More than seven weeks since Israel went on the offensive against Hezbollah, mid-morning airstrikes levelled half a dozen buildings in the Beirut suburb known as Dahiyeh and killed eight people in Dawhit Aramoun, a village south of the capital. The dead included three women and three children, Lebanon’s health ministry said.
“They used to hit Dahiyeh at night, now they are doing it in daytime. Things are intensifying day after day,” said Hassan Moussa, 40, speaking in Beirut, adding that Israeli airstrikes had also widened to areas such as Aramoun.
Israel launched a major air and ground offensive against the heavily armed Hezbollah in late September after nearly a year of cross-border conflict fought in parallel with the Gaza war.
The Israeli military said its air force had destroyed nine Hezbollah weapons storage facilities and command centres in strikes in the Beirut area, and that Hezbollah fired 40 projectiles into Israel on Wednesday. Six Israeli soldiers had been killed in combat in southern Lebanon, the military said.
It said a heavy barrage of rockets was fired later in the day from Lebanon at Israel, where sirens sounded in the central areas. There were no immediate reports of any damage or casualties from that attack.
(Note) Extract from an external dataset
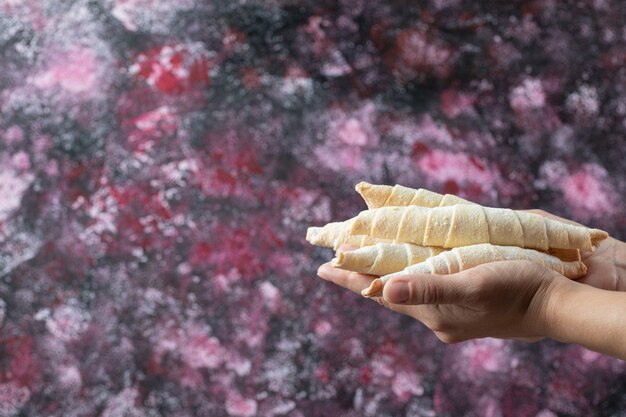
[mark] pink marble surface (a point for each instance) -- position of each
(160, 162)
White House envoy Amos Hochstein, the U.S. official who has led several fruitless attempts to broker a ceasefire over the last year, told Axios that he thought “there is a shot” at a truce in Lebanon soon. “I am hopeful we can get it.”
His comments point to a last-ditch bid by the outgoing administration of U.S. President Joe Biden to secure a Lebanon ceasefire as diplomacy to end the Gaza war appears adrift, with mediator Qatar having suspended its role.
Read more: Israeli strikes kill 20 in Lebanon, Hezbollah strikes back
The United States and other world powers say a ceasefire in Lebanon must be based on U.N. Security Council resolution 1701 which ended a war between the sides in 2006. The resolution demands that the areas of south Lebanon near the Israeli border be free of any weapons other than those of the Lebanese state.
Israel long complained it was never implemented, pointing to Hezbollah weapons and fighters at the border. Lebanon in turn accused Israel of violating the resolution, with Israeli warplanes regularly violating its airspace.
Lebanese Parliament Speaker Nabih Berri, a political ally of Hezbollah and endorsed by it to negotiate, was quoted as saying that Lebanon was awaiting concrete ceasefire proposals and had not been informed officially of any new ideas.
“What is on the table is only Resolution 1701 and its provisions, which must be implemented and adhered to by both sides, not by the Lebanese side alone,” Berri, who helped negotiate the 2006 truce, told Asharq Al-Awsat newspaper.
Israel wants the right to intervene itself to enforce any ceasefire if it deems it necessary, noting the presence of U.N. peacekeepers in south Lebanon had not stopped Hezbollah from building forces in the area.